Having read your article Importation of trophies from Africa into EU in the June edition (Vol. 11 #3) of the African Indaba, I’m afraid that it does not correctly reflect the legal situation for hunters normally residing in the EU, as regards the importation of hippo specimens from Mozambique. It is indeed true that the EU has listed specimens from the hippo (Hippopotamus amphibius) from Mozambique in its latest “Suspension Regulation”, Commission Regulation (EU) No 578/2013. However, since that species is listed in Annex B to Council Regulation (EC) No 338/97, hunters normally residing in the EU are still able to import its trophies into the Union for non-commercial purposes under the personal and household effects derogation, provided that an export permit can be provided to the EU customs.
This is how it works: The importation of Annex B specimens (such as from the Hippopotamus amphibius) into the EU is normally governed by Article 4, paragraph 2 of Council Regulation (EC) No338/97 .
Both an export and an import permit will be required. In case the importation of specimens of an Annex B species be suspended in accordance with Article 4, paragraph 6 (i.e. through listing in the suspension regulation), an import permit cannot be obtained from the management authority of the Member State of destination and thus the importation cannot lawfully occur. So far your article is correct.

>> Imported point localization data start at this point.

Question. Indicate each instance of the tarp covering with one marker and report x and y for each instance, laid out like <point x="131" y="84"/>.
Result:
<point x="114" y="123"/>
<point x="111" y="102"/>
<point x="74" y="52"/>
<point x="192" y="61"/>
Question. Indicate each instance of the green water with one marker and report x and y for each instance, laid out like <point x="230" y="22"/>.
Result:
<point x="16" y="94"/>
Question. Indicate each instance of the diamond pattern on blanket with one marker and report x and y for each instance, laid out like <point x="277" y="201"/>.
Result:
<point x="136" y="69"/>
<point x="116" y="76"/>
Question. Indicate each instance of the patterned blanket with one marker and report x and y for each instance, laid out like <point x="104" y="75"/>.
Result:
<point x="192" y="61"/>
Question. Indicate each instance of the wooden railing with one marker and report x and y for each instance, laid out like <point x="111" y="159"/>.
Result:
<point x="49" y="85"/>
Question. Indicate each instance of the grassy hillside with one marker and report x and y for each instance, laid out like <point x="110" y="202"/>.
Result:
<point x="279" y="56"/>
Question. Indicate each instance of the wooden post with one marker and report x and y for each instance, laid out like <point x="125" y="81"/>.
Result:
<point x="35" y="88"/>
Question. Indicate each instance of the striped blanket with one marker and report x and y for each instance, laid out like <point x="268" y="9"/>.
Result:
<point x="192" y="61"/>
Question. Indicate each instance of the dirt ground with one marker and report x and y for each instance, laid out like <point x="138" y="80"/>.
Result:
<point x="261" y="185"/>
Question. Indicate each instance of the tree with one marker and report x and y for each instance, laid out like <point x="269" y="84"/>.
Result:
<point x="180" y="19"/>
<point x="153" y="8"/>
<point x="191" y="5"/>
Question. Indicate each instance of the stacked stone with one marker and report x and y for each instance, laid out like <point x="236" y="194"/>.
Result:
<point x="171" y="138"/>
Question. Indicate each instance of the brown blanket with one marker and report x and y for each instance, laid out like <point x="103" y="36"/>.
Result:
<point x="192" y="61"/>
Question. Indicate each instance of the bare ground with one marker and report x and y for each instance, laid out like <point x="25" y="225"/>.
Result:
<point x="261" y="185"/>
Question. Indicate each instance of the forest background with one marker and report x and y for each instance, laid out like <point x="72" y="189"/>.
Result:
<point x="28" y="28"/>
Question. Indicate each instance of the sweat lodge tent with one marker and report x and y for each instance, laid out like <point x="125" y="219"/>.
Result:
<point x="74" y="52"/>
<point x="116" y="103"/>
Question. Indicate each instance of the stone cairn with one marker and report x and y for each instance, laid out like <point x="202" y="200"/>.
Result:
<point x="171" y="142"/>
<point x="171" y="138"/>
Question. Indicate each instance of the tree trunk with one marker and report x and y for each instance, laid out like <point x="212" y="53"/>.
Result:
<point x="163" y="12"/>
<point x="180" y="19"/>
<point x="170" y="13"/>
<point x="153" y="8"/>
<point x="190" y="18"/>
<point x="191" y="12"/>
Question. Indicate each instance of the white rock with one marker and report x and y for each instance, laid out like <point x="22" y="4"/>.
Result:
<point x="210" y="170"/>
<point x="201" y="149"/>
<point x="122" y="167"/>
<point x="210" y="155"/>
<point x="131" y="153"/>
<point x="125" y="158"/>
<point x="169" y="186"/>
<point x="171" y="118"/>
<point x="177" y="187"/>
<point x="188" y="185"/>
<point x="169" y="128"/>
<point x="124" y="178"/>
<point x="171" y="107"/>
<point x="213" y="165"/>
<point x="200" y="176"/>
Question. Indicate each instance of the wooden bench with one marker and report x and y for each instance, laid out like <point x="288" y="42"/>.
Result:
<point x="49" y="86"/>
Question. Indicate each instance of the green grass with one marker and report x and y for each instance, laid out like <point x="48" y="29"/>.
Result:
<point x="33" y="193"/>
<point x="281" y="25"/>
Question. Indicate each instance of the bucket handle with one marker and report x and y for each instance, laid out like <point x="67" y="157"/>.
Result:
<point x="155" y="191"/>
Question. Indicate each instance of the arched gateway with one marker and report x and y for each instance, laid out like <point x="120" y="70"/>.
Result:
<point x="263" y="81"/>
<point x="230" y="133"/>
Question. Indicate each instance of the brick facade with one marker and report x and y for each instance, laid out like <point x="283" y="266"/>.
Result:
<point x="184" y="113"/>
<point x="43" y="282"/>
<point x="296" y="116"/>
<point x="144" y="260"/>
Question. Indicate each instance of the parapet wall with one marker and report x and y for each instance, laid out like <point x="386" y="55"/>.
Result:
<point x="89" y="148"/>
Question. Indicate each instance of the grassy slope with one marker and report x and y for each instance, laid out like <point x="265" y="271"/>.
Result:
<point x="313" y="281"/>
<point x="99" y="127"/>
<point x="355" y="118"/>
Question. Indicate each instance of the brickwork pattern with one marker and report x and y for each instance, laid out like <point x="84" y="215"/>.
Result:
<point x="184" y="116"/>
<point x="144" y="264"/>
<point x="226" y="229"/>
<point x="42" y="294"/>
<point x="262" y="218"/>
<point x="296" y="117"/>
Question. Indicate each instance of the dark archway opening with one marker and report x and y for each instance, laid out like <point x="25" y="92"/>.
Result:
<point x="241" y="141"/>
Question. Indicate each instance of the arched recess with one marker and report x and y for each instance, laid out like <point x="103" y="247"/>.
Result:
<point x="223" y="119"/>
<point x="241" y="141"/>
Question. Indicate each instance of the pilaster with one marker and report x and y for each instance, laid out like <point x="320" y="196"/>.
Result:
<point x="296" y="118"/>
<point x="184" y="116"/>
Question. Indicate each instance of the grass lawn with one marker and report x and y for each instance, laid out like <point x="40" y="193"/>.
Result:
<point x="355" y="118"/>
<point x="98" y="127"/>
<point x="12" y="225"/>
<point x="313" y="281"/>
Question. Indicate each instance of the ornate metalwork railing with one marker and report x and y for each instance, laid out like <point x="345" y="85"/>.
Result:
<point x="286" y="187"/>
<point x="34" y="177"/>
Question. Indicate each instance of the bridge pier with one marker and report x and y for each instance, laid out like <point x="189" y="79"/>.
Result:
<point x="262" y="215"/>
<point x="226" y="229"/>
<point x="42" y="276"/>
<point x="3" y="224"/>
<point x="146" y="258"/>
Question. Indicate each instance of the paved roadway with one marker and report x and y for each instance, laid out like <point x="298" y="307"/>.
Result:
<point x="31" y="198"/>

However, according to the Article 7, paragraph 3 (Personal and Household Effects) of Council Regulation (EC) No 338/97, the provisions of Article 4 (as described above) “shall not apply to dead specimens, parts and derivatives of species listed in Annexes A to D which are personal or household effects being introduced into the Community, or exported or re-exported there from, in compliance with provisions that shall be specified by the Commission”.
The details of this derogation have been implemented in Articles 57 and 58 of Commission Regulation (EC) No 865/2006 Article 57, paragraph 3 of that regulation provides that “the first introduction into the Community of personal or household effects, including hunting trophies, by a person normally residing in the Community and involving specimens of species listed in Annex B to Regulation (EC) No 338/97 shall not require the presentation to customs of an import permit, provided that the original of a (re-)export document and a copy thereof are presented.”
In conclusion, the listing of an Annex B species in the EU suspension regulation (EU) No 578/2013 or a negative opinion from the EU Scientific Review Group issued regarding a specific Annex B species, do not prevent hunters normally residing in the EU to import its trophies into the Union for non-commercial purposes under the personal and household effects derogation, provided that an export or re-export permit can be provided to the EU customs. (The same is not true for Annex A species, but that is not what we are concerned with here.)